As such, we would first implement the pessimistic locking approach, and measure performance. If it is not performant enough, we would invest in optimistic locking or different approaches such as stored procedures, or implementing synchronization in the application code (Booking Service).


We may choose to recommend certain seats before user selects their seats.

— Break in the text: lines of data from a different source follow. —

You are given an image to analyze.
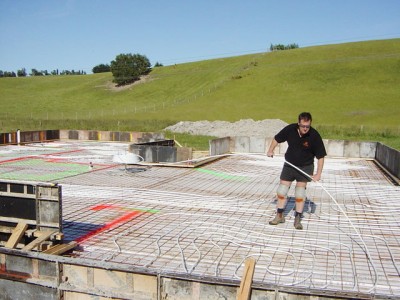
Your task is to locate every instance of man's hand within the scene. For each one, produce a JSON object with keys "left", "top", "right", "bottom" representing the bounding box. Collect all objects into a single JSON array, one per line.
[{"left": 312, "top": 174, "right": 321, "bottom": 181}]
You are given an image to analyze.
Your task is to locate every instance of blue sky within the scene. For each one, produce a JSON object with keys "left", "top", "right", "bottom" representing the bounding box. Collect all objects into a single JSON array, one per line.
[{"left": 0, "top": 0, "right": 400, "bottom": 73}]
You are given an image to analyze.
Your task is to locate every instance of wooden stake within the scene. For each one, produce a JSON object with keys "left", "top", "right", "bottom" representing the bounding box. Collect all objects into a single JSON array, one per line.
[
  {"left": 5, "top": 222, "right": 28, "bottom": 249},
  {"left": 22, "top": 231, "right": 55, "bottom": 251},
  {"left": 237, "top": 257, "right": 256, "bottom": 300}
]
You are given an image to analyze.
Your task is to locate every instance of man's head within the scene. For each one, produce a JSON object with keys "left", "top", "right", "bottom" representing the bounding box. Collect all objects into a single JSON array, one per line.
[{"left": 298, "top": 112, "right": 312, "bottom": 135}]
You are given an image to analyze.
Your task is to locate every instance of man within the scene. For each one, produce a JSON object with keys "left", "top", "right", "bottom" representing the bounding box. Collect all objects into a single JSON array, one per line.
[{"left": 267, "top": 112, "right": 326, "bottom": 229}]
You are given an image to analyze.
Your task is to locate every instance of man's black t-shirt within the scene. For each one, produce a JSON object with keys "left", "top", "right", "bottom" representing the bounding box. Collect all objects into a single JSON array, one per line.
[{"left": 275, "top": 123, "right": 326, "bottom": 167}]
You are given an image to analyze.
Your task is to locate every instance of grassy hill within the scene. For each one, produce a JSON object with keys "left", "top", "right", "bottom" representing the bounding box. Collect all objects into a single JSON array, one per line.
[{"left": 0, "top": 39, "right": 400, "bottom": 149}]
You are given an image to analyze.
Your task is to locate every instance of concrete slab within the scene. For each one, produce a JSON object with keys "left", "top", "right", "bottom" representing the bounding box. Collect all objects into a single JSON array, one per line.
[{"left": 0, "top": 141, "right": 400, "bottom": 298}]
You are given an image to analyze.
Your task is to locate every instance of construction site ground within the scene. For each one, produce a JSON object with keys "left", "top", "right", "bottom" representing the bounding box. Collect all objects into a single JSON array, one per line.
[{"left": 0, "top": 141, "right": 400, "bottom": 298}]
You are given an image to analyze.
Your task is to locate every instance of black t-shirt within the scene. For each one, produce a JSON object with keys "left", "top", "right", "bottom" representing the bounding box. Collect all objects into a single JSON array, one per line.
[{"left": 275, "top": 123, "right": 326, "bottom": 167}]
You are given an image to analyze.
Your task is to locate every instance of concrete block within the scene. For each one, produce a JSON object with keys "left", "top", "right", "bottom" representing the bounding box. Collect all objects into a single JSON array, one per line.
[
  {"left": 0, "top": 279, "right": 59, "bottom": 300},
  {"left": 209, "top": 137, "right": 230, "bottom": 155},
  {"left": 93, "top": 268, "right": 126, "bottom": 291},
  {"left": 176, "top": 147, "right": 193, "bottom": 161},
  {"left": 60, "top": 129, "right": 69, "bottom": 140},
  {"left": 232, "top": 136, "right": 250, "bottom": 153},
  {"left": 161, "top": 278, "right": 238, "bottom": 300},
  {"left": 63, "top": 291, "right": 111, "bottom": 300},
  {"left": 64, "top": 264, "right": 89, "bottom": 287},
  {"left": 132, "top": 274, "right": 158, "bottom": 299},
  {"left": 343, "top": 141, "right": 360, "bottom": 157},
  {"left": 324, "top": 140, "right": 344, "bottom": 157},
  {"left": 67, "top": 130, "right": 79, "bottom": 140},
  {"left": 360, "top": 142, "right": 377, "bottom": 158},
  {"left": 250, "top": 137, "right": 265, "bottom": 153},
  {"left": 98, "top": 131, "right": 111, "bottom": 141},
  {"left": 78, "top": 130, "right": 89, "bottom": 141},
  {"left": 89, "top": 130, "right": 99, "bottom": 141}
]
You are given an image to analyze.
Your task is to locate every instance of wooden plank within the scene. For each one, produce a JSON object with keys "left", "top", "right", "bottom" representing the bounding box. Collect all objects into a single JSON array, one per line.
[
  {"left": 42, "top": 241, "right": 78, "bottom": 255},
  {"left": 22, "top": 231, "right": 56, "bottom": 251},
  {"left": 5, "top": 222, "right": 28, "bottom": 249},
  {"left": 236, "top": 257, "right": 256, "bottom": 300}
]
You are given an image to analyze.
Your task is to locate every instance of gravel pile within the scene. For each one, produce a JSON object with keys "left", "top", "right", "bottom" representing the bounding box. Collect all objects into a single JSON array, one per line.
[{"left": 165, "top": 119, "right": 287, "bottom": 138}]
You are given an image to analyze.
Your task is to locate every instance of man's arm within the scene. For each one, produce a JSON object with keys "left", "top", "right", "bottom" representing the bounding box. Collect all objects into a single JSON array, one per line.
[
  {"left": 313, "top": 157, "right": 325, "bottom": 181},
  {"left": 267, "top": 138, "right": 278, "bottom": 157}
]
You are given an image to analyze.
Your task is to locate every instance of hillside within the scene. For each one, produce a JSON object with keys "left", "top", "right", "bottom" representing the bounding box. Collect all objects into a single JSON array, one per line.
[{"left": 0, "top": 39, "right": 400, "bottom": 148}]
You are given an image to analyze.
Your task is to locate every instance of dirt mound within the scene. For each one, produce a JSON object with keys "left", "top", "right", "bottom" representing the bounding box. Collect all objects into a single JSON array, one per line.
[{"left": 165, "top": 119, "right": 287, "bottom": 137}]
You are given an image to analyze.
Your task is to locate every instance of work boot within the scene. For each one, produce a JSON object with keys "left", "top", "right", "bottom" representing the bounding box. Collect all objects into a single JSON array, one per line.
[
  {"left": 294, "top": 215, "right": 303, "bottom": 230},
  {"left": 269, "top": 214, "right": 285, "bottom": 225}
]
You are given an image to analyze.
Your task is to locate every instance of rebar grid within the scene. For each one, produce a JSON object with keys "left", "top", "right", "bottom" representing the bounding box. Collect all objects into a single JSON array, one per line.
[{"left": 0, "top": 143, "right": 400, "bottom": 297}]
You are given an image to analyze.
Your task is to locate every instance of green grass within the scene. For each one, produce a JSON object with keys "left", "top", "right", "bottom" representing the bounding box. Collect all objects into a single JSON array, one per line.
[{"left": 0, "top": 39, "right": 400, "bottom": 149}]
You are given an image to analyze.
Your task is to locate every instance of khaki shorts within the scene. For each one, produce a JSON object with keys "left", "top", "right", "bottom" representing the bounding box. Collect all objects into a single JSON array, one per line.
[{"left": 280, "top": 163, "right": 314, "bottom": 182}]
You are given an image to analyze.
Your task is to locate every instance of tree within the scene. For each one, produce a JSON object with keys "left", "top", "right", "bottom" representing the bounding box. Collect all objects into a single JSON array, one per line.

For example, greedy algorithm can be implemented to choose seats in a simple policy, e.g., consecutive seats as close as possible to the front row.



Trade offs/Tech choices


See Database Design section for the tradeoff discussion of choosing the data store and how to implement consistency and concurrency.


Failure scenarios/bottlenecks


Booking Cancelation

[Mid-level deep dive topic.]


If a user fails to pay (e.g. invalid credentials on the Payment System, timeout, etc.), the booking transaction must be rolled back.


update Bookings set status='canceled', timestamp = '4-22-2024 12:00:02' where booking_ID = 200


We then need to update (or remove) associated Bookings objects from cache.


Because RDB provides strong consistency, once booking is canceled, all the clients who subsequently read from the RDB would see the correct state (i.e. booking is canceled).


Future improvements


Database Scalability

[Mid-level deep dive topic.]


Read replicas can be used to enhance read throughput, and fault tolerance of the RDB.


Read access can be handled by the replicas, freeing the primary node to focus on handling writes.


When a primary node goes does for any reason, a read replica can take over the primary (write) responsibility.


Sharding can also enhance scalability. Show_ID would be a good candidate for the sharding key because one shard can serve all the accesses to a particular show. We can employ consistent hashing to distribute load among the nodes evenly.